Single molecule fluorescence spectroscopy
Single molecule fluorescence spectroscopy is a versatile tool that is widely applied in life sciences. We use its unique capabilities to directly relate molecular properties, as size and structure, to spectral properties of conjugated polymers. In the labe couse different polymer solutions are investigated to study the effect of solvent quality on the coil size and structured aggregation.

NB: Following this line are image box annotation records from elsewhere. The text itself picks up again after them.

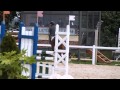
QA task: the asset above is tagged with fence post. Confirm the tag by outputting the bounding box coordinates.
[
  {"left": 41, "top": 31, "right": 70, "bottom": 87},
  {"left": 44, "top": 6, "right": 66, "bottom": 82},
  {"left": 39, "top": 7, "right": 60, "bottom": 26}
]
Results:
[
  {"left": 31, "top": 24, "right": 38, "bottom": 79},
  {"left": 92, "top": 45, "right": 96, "bottom": 65}
]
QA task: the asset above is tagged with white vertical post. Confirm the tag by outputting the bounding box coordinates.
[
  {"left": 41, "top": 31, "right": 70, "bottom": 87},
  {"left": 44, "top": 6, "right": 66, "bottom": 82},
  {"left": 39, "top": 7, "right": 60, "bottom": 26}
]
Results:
[
  {"left": 54, "top": 24, "right": 59, "bottom": 71},
  {"left": 118, "top": 28, "right": 120, "bottom": 47},
  {"left": 92, "top": 45, "right": 96, "bottom": 65},
  {"left": 95, "top": 28, "right": 98, "bottom": 62},
  {"left": 65, "top": 25, "right": 70, "bottom": 75}
]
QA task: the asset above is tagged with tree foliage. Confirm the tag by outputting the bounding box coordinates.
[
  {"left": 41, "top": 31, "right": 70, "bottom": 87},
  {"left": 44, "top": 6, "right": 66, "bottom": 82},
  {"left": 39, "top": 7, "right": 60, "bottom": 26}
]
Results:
[{"left": 0, "top": 33, "right": 20, "bottom": 53}]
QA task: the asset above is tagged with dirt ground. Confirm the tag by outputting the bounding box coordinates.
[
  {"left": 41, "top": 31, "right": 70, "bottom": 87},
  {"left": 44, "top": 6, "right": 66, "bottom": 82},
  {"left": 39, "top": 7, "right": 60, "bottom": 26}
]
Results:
[{"left": 66, "top": 64, "right": 120, "bottom": 79}]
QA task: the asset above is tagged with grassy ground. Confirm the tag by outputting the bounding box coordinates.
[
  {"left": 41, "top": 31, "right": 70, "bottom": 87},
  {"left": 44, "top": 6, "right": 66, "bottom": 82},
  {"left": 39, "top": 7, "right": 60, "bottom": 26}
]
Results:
[{"left": 69, "top": 60, "right": 120, "bottom": 66}]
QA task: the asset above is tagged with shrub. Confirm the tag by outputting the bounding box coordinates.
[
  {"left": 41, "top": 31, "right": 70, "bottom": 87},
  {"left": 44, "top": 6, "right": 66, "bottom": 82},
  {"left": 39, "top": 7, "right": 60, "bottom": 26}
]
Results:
[
  {"left": 0, "top": 33, "right": 20, "bottom": 54},
  {"left": 0, "top": 50, "right": 36, "bottom": 79}
]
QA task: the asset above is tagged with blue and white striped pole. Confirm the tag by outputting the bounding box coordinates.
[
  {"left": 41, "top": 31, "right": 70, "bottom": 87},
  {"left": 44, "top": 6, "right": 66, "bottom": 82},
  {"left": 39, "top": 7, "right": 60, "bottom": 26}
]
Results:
[
  {"left": 18, "top": 22, "right": 24, "bottom": 50},
  {"left": 31, "top": 24, "right": 38, "bottom": 79}
]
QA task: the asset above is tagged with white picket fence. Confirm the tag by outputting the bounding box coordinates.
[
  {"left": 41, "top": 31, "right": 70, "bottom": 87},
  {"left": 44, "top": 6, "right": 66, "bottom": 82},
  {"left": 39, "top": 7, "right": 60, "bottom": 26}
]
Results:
[{"left": 38, "top": 44, "right": 120, "bottom": 65}]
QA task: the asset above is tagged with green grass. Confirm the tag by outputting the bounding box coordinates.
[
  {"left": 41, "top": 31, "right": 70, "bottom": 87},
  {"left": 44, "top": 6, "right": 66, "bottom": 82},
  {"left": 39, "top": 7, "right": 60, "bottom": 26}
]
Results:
[
  {"left": 69, "top": 60, "right": 120, "bottom": 66},
  {"left": 69, "top": 60, "right": 92, "bottom": 64}
]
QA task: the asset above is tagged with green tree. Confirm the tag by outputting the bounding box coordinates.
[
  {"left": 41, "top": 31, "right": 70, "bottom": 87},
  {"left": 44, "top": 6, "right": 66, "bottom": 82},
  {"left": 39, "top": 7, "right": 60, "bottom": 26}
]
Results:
[
  {"left": 101, "top": 11, "right": 120, "bottom": 47},
  {"left": 0, "top": 33, "right": 20, "bottom": 53}
]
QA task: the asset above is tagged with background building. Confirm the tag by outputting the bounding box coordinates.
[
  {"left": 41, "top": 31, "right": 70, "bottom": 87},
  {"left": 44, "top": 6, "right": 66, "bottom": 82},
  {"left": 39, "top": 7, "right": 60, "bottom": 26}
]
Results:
[
  {"left": 21, "top": 11, "right": 101, "bottom": 45},
  {"left": 21, "top": 11, "right": 101, "bottom": 60}
]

Thermophoretic Single Particles Trapping
Optical manipulation techniques are of great interest in various fields. They allow to assemble new materials from the bottom up or provide the means to manipulate and study single molecules. The most common tool for optical manipulations is an optical tweezer, yet this fails to capture single molecules in solution. During this hand-on we will introduce a manipulation technique which employs the dynamic generation of heat with the help of optically excited plasmonic nanostructures. The students will do experiments to trap single polymer colloids and single DNA molecules in a thermophoretic trap and study their dynamics with the help of fluorescence microscopy.
Wide Angle X-Ray Scattering
Wide Angle X-ray Scattering (WAXS) is a typical method to determine the crystalline structures of solids. Simple cubic structures are observed e.g., for polonium, sodium, or calcium, which will be used to explain peak identification and the occurrence of forbidden reflections. In the experimental part, the powder diffractogram of a short alkane (CnH2n+2 with 30<n<60) is measured and compared to a standard polyethylene measurement. The additionally appearing reflections are identified as an indication for the lamellar arrangement of the crystallites. Using Grazing Incidence (GI-) WAXS it can be shown, that the lamellae are arranged parallel to the substrate in thin films.